Oh yes - studying...listen to creepy cds while folding laundry and time seems to be slipping away too quickly. I think about being able to study while I sleep/dream for long enough to realize that I have fallen asleep face down in the laundry and am dreaming but I dreaming about dreaming about studying and that the whole dream is narrated by some creepy guy (oh the creepy cd guy) - - again useless. Ahh...back to the studying..do some more notecards - those are always good. And be damn glad that I am barely sleeping at all because who has time to sleep at a time like this? I am obviously dying of cancer or starvation and going to fail the Bar because I watched the Super Bowl and that hardly matters since even if I passed I wouldn't be hot and sexy - - men don't like smart chicks. Ok - in case you are worried - - see the smile between all these lines........back to work at hand - Evidence or Professional Responsibility. Wait Evidence - ahh - that is better. I need a smoke.

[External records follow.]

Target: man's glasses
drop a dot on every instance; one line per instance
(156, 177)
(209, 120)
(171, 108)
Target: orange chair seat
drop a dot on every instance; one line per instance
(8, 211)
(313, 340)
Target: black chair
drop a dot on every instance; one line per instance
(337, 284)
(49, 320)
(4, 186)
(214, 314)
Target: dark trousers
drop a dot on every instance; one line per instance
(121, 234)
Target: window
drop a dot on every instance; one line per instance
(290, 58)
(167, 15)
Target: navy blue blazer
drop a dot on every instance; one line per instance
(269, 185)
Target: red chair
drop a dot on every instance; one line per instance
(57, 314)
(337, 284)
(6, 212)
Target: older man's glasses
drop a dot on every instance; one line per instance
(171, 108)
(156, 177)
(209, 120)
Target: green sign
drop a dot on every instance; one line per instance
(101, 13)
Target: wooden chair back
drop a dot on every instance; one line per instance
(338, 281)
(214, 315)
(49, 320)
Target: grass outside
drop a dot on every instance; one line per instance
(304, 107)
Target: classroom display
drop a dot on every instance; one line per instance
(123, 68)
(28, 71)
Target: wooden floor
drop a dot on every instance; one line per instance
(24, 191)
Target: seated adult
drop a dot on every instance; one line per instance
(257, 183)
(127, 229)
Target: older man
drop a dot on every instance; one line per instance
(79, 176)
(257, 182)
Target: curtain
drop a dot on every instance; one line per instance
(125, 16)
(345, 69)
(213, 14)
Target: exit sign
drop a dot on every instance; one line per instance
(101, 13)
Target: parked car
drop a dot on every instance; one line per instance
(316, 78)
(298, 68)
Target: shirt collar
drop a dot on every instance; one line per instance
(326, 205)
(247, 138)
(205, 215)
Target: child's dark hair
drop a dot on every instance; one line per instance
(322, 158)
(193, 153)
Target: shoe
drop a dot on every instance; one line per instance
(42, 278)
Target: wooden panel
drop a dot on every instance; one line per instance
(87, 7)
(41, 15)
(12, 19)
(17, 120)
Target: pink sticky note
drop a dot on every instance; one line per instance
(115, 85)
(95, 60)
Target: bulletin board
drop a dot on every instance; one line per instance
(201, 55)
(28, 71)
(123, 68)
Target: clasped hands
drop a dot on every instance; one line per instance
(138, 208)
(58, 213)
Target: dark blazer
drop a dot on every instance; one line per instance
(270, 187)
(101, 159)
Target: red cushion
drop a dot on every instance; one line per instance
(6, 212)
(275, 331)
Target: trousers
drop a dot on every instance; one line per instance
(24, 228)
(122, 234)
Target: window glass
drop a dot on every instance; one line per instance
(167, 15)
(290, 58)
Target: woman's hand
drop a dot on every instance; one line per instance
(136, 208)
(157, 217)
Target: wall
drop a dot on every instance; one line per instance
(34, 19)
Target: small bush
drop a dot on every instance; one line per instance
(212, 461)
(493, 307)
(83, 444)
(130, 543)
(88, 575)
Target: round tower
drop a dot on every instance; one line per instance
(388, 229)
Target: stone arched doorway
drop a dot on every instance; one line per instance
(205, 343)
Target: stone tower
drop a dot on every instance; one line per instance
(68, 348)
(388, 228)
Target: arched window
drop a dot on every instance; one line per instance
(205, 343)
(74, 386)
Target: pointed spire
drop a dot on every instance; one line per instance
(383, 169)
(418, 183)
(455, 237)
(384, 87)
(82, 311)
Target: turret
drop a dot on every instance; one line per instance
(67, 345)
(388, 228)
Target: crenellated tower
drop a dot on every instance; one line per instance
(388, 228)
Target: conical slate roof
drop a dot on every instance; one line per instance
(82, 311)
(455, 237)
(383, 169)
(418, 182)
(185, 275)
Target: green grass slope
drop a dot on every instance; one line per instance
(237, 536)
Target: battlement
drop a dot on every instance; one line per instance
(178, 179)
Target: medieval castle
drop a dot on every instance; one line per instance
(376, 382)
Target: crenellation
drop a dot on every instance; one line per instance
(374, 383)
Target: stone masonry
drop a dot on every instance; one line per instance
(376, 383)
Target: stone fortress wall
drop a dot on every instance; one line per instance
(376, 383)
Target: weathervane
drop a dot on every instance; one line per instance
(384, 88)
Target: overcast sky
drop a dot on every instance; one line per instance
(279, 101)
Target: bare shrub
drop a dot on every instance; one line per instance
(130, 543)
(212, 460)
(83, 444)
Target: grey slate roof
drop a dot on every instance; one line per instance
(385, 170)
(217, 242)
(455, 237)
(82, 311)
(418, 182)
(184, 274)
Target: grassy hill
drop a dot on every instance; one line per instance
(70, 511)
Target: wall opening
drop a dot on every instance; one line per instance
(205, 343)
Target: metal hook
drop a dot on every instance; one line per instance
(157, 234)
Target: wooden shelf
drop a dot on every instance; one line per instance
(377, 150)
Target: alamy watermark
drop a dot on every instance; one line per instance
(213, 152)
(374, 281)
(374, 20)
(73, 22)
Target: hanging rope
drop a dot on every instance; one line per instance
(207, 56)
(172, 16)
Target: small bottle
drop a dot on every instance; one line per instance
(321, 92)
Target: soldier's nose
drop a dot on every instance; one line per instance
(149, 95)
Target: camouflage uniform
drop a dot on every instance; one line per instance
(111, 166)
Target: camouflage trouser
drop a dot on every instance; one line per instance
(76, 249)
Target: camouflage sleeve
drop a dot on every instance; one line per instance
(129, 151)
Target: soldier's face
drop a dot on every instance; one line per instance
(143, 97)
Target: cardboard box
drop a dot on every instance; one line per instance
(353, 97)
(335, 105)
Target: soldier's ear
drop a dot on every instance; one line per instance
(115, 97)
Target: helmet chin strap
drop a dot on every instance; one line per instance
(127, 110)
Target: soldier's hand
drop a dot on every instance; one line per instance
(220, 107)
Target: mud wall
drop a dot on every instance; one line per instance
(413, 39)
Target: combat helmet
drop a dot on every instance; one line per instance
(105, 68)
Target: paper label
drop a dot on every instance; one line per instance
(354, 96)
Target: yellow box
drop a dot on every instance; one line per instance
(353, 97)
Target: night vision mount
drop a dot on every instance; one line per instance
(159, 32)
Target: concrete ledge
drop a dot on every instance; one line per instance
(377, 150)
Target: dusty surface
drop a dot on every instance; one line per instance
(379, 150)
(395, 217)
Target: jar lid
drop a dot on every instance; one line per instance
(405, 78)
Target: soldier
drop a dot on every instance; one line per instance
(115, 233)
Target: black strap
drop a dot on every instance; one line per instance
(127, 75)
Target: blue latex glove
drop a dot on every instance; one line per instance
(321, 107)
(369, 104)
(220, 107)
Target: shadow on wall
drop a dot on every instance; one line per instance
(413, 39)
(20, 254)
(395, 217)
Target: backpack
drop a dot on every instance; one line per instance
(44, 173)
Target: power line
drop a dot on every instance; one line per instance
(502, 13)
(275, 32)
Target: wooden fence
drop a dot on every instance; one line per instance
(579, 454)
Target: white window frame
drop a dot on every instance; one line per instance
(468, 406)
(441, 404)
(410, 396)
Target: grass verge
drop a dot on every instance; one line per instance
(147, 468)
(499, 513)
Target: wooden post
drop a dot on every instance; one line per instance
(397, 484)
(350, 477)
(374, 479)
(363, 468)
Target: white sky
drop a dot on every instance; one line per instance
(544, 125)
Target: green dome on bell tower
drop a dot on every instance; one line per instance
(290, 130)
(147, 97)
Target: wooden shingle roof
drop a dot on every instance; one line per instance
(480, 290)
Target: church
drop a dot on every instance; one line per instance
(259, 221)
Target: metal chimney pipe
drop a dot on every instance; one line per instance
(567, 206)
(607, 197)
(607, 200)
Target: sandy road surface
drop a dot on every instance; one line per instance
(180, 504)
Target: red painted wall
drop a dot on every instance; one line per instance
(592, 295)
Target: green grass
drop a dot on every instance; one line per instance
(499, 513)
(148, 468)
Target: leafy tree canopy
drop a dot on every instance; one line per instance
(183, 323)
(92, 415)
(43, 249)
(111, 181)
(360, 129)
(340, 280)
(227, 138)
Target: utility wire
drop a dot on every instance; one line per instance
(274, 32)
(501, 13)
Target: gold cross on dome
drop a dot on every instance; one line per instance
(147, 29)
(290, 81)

Wednesday, February 02, 2005

What Do I want?

I am studying and I will continue. But what happens when you realize this is not what you want? All of my life I have wanted something and this is not it - - - but who am I to define my life by what I don't want? And...and I am so tired of everyone saying that what I do want is hard to achieve.....well fuck it. I mean it is hard to practice law, to be a mother, to play poker, to be nice when you are angry, and it is really hard to suffer in silence. Why should one do something that one does not want to do? The Money? the money.themoneythemoneythemoneythemoney
......arghhhhhhhhhhhhhhhh
If I spent as much time writing as I do studying and wishing I wasn't studying, I would be the most amazing writer I could be. I will continue on this path but please oh please let this stop - - I don't want to find more paths and more reasons why I have to be doing something to make money or because I can.......what about happiness? I like writing and music and art and people and if I can't make a life out of that then why oh why should I make a life - - to just keep going to keep on the treadmill of my cock is bigger than yours, my car is so pretty, I ain't got no credit card companies on my back......well really who was ever happy with just the material goods and those who were or are - - are not me. I want the experiences - - I want the life.....I want to fuck shit up and I do not want this and at some point I will have to accept that as ok...maybe after I prove I can have it - - but it might be really fulfilling to walk away from it without that confrimation. I know I have something to share and who cares if it is hard to be a writer - - isn't it so much harder to live a life unfullfilled.....unattempted. I mean in the end we all have something to say and is it so crazy to think that I just may have something that may be viewed as unique?